S 34: Flut an Unterschriften und Einsprüchen. Befürworter zählen 3.046 Unterschriften. Gegner waren nicht minder aktiv und haben fleißig Einwände gegen Projekt eingebracht.

Von Markus Zauner und Birgit Kindler. Erstellt am 07. Juni 2017 (05:33)
Kammerrat Roman Reitmayer und Landtagsabgeordneter Karl Bader (v. l.) präsentierenüber 3.000 Unterschriften proS 34.
NOEN, privat

Zufrieden zeigt sich Lilienfelds ÖVP-Bezirksparteiobmann Karl Bader mit dem Abschneiden der von den Schwarzen aus der Taufe gehobenen „Bürgerinitiative pro S 34“, die als Basis für die weiterführende B 334 von Wilhelmsburg bis Traisen gesehen wird. Insgesamt können Bader und Co. auf 3.046 Unterschriften für den Bau der S 34 verweisen.

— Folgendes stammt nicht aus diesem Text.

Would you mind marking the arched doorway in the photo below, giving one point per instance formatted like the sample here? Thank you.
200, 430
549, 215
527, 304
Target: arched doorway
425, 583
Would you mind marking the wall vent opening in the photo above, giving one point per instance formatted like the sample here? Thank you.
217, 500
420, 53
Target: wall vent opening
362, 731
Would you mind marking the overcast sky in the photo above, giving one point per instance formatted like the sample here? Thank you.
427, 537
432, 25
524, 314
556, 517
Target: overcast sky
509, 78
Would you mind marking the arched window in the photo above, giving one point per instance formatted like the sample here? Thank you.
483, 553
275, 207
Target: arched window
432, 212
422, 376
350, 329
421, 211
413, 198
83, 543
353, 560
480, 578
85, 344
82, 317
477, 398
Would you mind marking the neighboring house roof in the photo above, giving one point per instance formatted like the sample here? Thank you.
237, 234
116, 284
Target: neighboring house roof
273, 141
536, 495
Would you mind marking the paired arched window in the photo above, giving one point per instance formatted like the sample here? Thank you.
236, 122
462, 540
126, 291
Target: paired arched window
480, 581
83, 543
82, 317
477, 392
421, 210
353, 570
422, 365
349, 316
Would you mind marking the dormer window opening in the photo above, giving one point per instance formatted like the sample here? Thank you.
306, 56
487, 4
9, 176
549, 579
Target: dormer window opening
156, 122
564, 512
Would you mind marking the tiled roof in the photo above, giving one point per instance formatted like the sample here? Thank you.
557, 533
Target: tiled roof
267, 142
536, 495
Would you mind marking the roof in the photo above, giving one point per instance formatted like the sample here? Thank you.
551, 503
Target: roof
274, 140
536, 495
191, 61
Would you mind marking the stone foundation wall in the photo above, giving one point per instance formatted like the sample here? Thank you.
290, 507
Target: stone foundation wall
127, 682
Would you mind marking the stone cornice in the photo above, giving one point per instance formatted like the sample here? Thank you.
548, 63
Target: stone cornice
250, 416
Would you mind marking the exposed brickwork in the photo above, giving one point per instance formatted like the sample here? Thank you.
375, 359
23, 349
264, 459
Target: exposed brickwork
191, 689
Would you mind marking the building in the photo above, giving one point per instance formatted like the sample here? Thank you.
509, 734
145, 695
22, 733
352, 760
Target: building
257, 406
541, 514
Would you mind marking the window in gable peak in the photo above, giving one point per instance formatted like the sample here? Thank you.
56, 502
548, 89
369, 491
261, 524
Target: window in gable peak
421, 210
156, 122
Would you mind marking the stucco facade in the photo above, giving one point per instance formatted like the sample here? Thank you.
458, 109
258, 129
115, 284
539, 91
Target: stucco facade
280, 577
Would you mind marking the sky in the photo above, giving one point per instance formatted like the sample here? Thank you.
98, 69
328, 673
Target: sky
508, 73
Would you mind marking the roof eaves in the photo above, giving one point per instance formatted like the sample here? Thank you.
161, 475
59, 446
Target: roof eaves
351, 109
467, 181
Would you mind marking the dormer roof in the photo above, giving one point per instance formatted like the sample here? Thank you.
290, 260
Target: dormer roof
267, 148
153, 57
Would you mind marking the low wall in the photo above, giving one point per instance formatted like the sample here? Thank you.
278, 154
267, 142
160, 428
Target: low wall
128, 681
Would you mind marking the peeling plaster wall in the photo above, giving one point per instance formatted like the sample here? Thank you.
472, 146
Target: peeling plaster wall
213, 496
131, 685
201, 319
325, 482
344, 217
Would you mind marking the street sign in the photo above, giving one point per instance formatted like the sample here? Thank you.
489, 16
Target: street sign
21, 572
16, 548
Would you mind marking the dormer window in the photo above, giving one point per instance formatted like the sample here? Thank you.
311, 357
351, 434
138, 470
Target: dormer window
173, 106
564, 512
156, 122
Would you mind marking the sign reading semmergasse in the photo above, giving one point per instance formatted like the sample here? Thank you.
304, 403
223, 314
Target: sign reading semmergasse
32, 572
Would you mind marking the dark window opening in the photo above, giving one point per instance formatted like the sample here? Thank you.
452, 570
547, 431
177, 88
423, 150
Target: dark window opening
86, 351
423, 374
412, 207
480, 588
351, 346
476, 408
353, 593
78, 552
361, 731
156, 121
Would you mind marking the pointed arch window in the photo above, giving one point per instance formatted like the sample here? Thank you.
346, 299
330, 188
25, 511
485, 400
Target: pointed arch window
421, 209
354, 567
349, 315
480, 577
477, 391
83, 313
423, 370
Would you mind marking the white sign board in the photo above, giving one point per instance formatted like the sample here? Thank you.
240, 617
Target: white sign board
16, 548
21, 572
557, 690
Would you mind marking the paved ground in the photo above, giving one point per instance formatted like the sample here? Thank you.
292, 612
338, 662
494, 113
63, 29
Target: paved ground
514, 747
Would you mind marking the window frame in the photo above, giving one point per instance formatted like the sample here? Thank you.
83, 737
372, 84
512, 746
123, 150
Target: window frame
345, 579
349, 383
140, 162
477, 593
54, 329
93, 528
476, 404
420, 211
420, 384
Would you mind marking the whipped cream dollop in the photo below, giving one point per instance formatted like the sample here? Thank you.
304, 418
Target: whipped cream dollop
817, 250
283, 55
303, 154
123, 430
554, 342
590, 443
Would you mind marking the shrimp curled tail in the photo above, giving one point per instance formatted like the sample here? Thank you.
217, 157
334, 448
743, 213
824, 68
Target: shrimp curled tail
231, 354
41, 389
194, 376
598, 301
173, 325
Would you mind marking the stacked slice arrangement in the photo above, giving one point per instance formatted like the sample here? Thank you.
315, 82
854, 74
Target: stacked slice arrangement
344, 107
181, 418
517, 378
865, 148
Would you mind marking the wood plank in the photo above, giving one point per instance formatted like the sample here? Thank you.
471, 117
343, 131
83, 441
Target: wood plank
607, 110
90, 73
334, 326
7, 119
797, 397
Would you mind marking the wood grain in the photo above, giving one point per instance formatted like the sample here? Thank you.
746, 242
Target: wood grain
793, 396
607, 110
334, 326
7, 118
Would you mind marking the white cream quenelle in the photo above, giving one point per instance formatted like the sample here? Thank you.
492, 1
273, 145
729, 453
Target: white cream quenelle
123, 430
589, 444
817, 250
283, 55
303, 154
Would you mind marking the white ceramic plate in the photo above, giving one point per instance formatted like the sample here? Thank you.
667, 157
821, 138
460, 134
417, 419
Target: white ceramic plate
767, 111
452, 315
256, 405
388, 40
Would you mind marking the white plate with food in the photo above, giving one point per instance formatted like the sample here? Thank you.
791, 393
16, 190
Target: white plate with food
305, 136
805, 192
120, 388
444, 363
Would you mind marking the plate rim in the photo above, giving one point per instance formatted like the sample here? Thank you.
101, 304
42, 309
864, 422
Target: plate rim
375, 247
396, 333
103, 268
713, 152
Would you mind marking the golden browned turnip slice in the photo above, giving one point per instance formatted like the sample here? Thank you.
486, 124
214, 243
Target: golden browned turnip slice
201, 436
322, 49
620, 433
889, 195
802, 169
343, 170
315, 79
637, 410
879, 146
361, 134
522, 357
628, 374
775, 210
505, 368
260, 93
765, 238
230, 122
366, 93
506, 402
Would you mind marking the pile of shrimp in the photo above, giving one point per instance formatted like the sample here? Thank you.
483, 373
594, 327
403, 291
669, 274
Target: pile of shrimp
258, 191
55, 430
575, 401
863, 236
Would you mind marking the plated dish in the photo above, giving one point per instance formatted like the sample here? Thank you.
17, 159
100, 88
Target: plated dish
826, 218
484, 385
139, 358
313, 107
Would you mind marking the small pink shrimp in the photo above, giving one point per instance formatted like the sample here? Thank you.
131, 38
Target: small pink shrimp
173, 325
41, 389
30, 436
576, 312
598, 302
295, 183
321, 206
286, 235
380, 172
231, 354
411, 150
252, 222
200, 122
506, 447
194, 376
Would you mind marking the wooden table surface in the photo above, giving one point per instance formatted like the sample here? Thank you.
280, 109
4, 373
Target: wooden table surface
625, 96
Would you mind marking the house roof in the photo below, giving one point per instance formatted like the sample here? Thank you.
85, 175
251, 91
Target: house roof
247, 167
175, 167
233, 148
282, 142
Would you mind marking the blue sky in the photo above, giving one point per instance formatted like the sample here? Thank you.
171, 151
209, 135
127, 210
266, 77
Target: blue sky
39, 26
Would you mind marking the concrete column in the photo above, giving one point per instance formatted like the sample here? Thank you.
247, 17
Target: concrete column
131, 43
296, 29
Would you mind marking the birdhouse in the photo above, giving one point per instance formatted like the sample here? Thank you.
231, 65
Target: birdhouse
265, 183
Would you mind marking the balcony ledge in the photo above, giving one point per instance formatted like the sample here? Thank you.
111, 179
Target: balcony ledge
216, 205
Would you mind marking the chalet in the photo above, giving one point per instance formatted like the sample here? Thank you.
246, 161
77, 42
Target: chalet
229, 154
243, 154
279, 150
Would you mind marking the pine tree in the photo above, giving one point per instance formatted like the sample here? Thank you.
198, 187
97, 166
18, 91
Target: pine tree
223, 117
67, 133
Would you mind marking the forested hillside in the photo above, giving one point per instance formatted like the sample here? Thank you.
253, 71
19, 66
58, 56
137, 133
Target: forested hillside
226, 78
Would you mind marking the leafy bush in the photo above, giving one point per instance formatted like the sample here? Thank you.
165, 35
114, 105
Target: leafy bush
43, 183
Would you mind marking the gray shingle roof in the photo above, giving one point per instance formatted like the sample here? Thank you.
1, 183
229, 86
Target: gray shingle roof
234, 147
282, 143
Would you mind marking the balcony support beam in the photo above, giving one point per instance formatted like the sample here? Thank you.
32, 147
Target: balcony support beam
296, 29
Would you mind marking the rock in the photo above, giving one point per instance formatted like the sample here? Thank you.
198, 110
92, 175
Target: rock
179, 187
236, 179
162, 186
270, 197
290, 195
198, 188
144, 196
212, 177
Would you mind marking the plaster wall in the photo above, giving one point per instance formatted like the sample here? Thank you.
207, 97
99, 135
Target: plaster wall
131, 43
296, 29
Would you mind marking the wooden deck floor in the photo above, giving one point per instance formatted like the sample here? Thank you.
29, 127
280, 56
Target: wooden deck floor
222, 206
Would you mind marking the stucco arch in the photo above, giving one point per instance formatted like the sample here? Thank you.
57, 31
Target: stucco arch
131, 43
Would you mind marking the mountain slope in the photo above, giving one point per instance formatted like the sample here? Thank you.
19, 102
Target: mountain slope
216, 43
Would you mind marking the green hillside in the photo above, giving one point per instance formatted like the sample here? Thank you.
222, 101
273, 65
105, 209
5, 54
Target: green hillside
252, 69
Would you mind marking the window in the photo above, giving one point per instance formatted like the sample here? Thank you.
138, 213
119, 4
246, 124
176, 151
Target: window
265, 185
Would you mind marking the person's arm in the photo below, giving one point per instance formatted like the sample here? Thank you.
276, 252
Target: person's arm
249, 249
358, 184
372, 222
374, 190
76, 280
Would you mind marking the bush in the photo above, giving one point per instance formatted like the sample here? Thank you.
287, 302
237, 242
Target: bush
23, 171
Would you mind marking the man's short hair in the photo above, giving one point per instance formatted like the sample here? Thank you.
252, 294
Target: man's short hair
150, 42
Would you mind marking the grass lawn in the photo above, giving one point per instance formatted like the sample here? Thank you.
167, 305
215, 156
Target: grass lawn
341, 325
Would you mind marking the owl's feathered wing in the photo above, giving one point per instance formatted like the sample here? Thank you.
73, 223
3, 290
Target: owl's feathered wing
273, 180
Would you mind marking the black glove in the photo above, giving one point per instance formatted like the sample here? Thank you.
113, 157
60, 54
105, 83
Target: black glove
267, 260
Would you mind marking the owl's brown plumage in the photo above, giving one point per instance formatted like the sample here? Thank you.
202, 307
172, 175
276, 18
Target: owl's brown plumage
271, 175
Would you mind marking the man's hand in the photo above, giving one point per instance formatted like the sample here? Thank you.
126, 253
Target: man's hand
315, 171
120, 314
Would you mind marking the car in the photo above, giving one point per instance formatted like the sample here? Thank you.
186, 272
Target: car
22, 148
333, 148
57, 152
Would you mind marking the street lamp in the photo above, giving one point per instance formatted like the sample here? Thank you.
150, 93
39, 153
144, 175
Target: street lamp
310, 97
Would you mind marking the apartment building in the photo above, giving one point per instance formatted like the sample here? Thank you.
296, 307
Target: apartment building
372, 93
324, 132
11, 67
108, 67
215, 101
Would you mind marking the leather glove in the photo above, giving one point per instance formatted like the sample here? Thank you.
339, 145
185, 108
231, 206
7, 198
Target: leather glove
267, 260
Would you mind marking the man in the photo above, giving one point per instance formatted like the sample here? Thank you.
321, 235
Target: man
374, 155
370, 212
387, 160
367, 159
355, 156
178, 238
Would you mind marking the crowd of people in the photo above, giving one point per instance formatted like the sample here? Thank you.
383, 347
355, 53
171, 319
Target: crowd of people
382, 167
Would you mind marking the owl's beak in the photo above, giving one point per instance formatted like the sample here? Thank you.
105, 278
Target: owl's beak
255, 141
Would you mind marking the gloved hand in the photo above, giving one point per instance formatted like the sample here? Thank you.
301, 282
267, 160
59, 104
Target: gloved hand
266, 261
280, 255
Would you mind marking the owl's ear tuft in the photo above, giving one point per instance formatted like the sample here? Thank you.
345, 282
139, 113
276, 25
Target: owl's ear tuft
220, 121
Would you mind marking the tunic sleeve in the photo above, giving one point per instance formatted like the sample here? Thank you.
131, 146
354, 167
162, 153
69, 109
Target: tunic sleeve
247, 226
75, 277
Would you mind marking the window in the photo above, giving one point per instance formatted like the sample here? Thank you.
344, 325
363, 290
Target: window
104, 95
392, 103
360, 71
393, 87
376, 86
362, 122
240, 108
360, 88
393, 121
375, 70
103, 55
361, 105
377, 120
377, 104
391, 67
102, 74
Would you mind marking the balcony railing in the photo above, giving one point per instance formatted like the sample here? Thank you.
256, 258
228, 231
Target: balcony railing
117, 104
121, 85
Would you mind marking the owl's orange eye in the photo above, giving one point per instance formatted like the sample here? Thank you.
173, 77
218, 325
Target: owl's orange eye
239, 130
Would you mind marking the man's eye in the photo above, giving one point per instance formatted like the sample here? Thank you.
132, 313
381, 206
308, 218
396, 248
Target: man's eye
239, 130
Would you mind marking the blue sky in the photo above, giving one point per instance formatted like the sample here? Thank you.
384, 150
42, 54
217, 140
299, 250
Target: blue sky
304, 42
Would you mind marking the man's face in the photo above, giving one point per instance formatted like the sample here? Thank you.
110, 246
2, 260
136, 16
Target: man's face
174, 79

Das zeuge von der Wichtigkeit des geplanten Schnellstraßenprojektes, ist der ÖVP-Chef überzeugt.

Die Einspruchsfrist im Rahmen des UVP-Verfahrens ist indes zu Ende. Wie viele Einsprüche tatsächlich abgegeben wurden, kann man derzeit nicht genau sagen, heißt es aus dem Verkehrsministerium. „Denn auch auf dem Postweg können noch Einsprüche einlangen“, informiert Herwig Lamprecht vom Verkehrsministerium. Die genaue Zahl werde diese Woche feststehen.

Mehr als 100 Einsprüche

Unterm Strich dürften mehr als 100 Einsprüche sowie Unterschriftenlisten verschiedener Bürgerinitiativen eingetrudelt sein. Jedenfalls einen Einspruch getätigt haben die Gemeinden Ober-Grafendorf, wie SPÖ-Bürgermeister Rainer Handlfinger bestätigt, und Wilhelmsburg. In letzterer Kommune wurde der Einspruch von einer Bürgerbefragung abhängig gemacht.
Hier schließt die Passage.